Tip: Roast the pumpkin with olive oil and seasoning for 30 minutes on 200°C.
Kneading is best done using the palm of your hand and pushing firmly on the dough.
The bread can be made into any shape, just be sure to adjust the cooking time for thinner or fatter loaves.
Mixed Brown Seed and Date Low GI Loaf
Dense and chewy, with hints of sweet caramelised date make this a delicious bread for morning or afternoon tea. Serve it warm with butter or enjoy a thick slice with gruyere or old-aged cheddar.
Heat the oven to 180°C. Grease and line a large loaf tin. In a small bowl mix the yeast and the warm water and stand for 5 minutes. In a larger bowl, combine the flour, LSA powder, seeds and dates. Stir in the water, milk, sugar and salt till well mixed in. Pour the bread mix into the loaf tin. Sprinkle with seeds and let stand for 15 minutes.
Bake for an hour or till the bread sounds hollow when tapped.
A flat bread originating in Armenia, lavash is incredibly quick and easy to make. Traditionally used for wraps and kebabs, lavash is also delicious served crisp and golden as an accompaniment for dips or a warming curry.

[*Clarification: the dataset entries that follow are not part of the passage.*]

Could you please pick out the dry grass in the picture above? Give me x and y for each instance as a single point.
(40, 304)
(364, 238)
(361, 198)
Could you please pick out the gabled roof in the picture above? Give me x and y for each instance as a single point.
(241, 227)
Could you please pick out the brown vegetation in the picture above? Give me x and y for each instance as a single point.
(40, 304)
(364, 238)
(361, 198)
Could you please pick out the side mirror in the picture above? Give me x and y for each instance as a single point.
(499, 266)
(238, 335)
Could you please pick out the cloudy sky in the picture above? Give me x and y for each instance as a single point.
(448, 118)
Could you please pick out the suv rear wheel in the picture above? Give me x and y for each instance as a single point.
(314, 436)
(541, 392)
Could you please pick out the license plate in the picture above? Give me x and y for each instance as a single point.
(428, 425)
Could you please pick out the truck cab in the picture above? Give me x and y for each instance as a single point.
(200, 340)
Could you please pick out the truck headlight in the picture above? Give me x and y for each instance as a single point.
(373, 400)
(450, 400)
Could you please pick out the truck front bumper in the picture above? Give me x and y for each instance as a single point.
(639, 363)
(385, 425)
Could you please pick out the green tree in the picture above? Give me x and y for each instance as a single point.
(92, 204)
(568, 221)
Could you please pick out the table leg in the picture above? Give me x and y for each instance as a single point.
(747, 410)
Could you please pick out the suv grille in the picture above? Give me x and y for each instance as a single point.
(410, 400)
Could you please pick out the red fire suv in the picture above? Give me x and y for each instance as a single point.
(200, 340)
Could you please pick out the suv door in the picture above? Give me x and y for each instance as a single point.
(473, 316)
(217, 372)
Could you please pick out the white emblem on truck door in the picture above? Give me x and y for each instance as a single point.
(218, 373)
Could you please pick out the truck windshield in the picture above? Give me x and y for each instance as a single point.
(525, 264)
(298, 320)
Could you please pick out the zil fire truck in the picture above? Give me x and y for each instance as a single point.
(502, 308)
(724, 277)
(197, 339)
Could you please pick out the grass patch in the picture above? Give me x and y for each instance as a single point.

Preheat oven to 190°C. Line a large baking tray with baking paper. Place the flour, salt, sugar, butter and the milk in the bowl of a food processor. Process into a smooth dough, 1-2 minutes. Place the dough on a lightly floured surface and roll into a thin square. Carefully place the square on the baking tray. Brush with water and sprinkle with sesame seeds and poppy seeds. Roll the pin on the seeds to squash them into the dough. Bake for 10 minutes till golden and crunchy. Cool and serve.
Tip: You may use a pasta machine to roll out the bread, just use the widest setting.